Energy saving strategies for parallel applications with point-to-point communication phases

https://doi.org/10.1016/j.jpdc.2013.03.006Get rights and content

Highlights

  • We present a runtime procedure to detect communication phases.

  • We propose novel frequency scaling strategies to save energy.

  • We explore the opportunity of energy saving in quantum chemistry software GAMESS.

  • Different process binding strategies are proposed for GAMESS.

Abstract

Although high-performance computing traditionally focuses on the efficient execution of large-scale applications, both energy and power have become critical concerns when approaching exascale. Drastic increases in the power consumption of supercomputers affect significantly their operating costs and failure rates. In modern microprocessor architectures, equipped with dynamic voltage and frequency scaling (DVFS) and CPU clock modulation (throttling), the power consumption may be controlled in software. Additionally, network interconnect, such as Infiniband, may be exploited to maximize energy savings while the application performance loss and frequency switching overheads must be carefully balanced. This paper advocates for a runtime assessment of such overheads by means of characterizing point-to-point communications into phases followed by analyzing the time gaps between the communication calls. Certain communication and architectural parameters are taken into consideration in the three proposed frequency scaling strategies, which differ with respect to their treatment of the time gaps. The experimental results are presented for NAS parallel benchmark problems as well as for the realistic parallel electronic structure calculations performed by the widely used quantum chemistry package GAMESS. For the latter, three different process-to-core mappings were studied as to their energy savings under the proposed frequency scaling strategies and under the existing state-of-the-art techniques. Close to the maximum energy savings were obtained with a low performance loss of 2% on the given platform.

Introduction

Power consumption has become a major concern for modern and future-generation supercomputers consuming tens of megawatts of power. For example, the petascale K supercomputer, which was at the top of the TOP500 list in 2011, consumes around 12 MW of power for its 705,024 cores. At the exascale, supercomputers having 100 million cores are supposed to operate on “only” 100 MW of power  [3]. Their tremendous power demands drastically increase the operating costs as well as limit scalability and sustainability. Therefore, energy conservation must be employed at all levels of high-performance computing (HPC): applications, system software, and hardware.
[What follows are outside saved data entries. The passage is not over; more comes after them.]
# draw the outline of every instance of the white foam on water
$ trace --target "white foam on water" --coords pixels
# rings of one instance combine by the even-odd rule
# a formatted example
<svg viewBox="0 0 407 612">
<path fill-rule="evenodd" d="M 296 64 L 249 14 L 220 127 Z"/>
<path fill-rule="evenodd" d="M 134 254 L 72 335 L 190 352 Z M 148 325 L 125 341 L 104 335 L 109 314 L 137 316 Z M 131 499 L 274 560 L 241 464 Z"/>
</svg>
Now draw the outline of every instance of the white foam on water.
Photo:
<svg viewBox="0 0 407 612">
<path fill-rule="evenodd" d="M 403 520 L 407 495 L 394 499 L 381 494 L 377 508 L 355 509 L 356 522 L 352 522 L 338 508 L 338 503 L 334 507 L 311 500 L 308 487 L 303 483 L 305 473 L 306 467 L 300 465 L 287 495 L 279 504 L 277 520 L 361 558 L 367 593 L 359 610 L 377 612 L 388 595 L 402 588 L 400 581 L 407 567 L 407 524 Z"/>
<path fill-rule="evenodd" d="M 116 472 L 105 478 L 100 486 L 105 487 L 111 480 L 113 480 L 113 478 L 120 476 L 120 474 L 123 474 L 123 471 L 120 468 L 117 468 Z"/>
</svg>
The current generation of Intel processors provides various P-states for dynamic voltage and frequency scaling (DVFS) and T-states for introducing processor idle cycles (throttling). For example, the Intel “Penryn” microarchitecture provides four P-states (f1,,f4, where fi>fj for i<j) and eight T-states Tj with j(j=0,,7) idle cycles per eight cycles in the CPU execution.Table 1 depicts the various P-states and the associated core voltages offered by the Intel Xeon E5450 processor, which is used in this work. The delay of switching from one state to another depends on the relative ordering of the current and desired states, as discussed, e.g., in  [24]. The user may write a specific value to model-specific registers (MSRs) to change the P- or T-state of the system. Note that throttling can be viewed as equivalent to dynamic frequency scaling (DFS)  [1] because, by inserting idle cycles in the CPU execution, a particular frequency is obtained without changing the operating voltage of the cores. Therefore, it is often less effective than DVFS.
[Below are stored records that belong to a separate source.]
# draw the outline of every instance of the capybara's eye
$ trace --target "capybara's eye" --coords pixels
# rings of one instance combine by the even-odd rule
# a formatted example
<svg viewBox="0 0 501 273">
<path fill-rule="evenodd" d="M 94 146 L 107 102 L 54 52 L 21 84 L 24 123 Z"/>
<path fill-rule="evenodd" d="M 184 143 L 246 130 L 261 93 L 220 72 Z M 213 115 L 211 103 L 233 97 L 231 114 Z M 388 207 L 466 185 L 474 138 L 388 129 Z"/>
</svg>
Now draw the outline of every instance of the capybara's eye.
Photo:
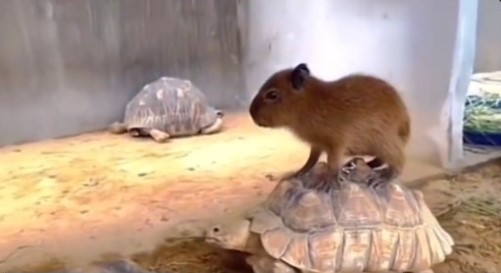
<svg viewBox="0 0 501 273">
<path fill-rule="evenodd" d="M 280 99 L 280 94 L 275 89 L 270 89 L 264 94 L 264 98 L 268 102 L 276 102 Z"/>
</svg>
Various methods to employ the DVFS exist. The more sophisticated techniques scale processor frequency on different intervals of application runtime while attempting to predict accurately the performance effects from the DVFS. Such techniques may be broadly classified into two types: one that first divides the application into execution intervals of predefined duration and then uses the performance counters to determine a suitable frequency for them  [10], [14], [15], and the other that first determines communication intervals in parallel applications that use either explicit message passing  [9], [20] or global address-space primitives  [36] and then scales the frequency for those intervals, usually based on the MIPS metric.

Modern interconnects, such as Infiniband,1 provide operating-system kernel bypass mechanisms for a full CPU offload during communications. Note that the term “CPU offload” means “offloading from the CPU” and is used here consistently with Infiniband vendor presentations (see footnote 1). With the CPU offload, more cycles are provided to the CPU for computational tasks or CPU is put in a low-power mode when waiting for data, as in blocking communications, for example. In this work, the CPU offloading during the communications and the performance-counter information on the computations are unified to extract the maximum energy savings without the need for any changes to the user application or to the communication library.

A wide range of HPC applications are developed using communication libraries implementing the Message Passing Interface2 (MPI), which has become a de facto standard for the design of parallel applications. It defines point-to-point and collective communication primitives for sending and receiving data explicitly within a parallel application. In the authors’ previous work  [32], energy efficiency in the MPI collective operations, such as all-to-all exchange, was addressed. Specifically, a collective operation was considered as a multitude of point-to-point communications grouped together, essentially presenting a single communication stream. Since the rank3 sequences of the point-to-point transfers within a collective communication are typically known during the collective algorithm execution, the places to apply DVFS and throttling may be determined in advance for a given message size. For example, an a priori algorithmic analysis of the MPI_Alltoall algorithms reveals that, for a few initial iterations, every core undergoes intranode communications after which the communication becomes purely internode. Thus, different throttling states may be preselected while the DVFS is lowered to the maximum at the start of MPI_Alltoall and raised back to the highest level in the end. A single point-to-point communication is, on the other hand, just one call per given processor rank. Therefore, its frequency scaling on the percall basis, as was done for collectives, may easily result in a significant parallel performance degradation due to the switching overhead. Nevertheless, it is desirable to decrease the energy consumption during the point-to-point communications, in addition to collectives, because they may constitute a significant portion of the execution (often more than 10%), and applications communicating heavily in the point-to-point fashion are abundant. Therefore, this work focuses on a class of point-to-point communications as provided by the MPI standard.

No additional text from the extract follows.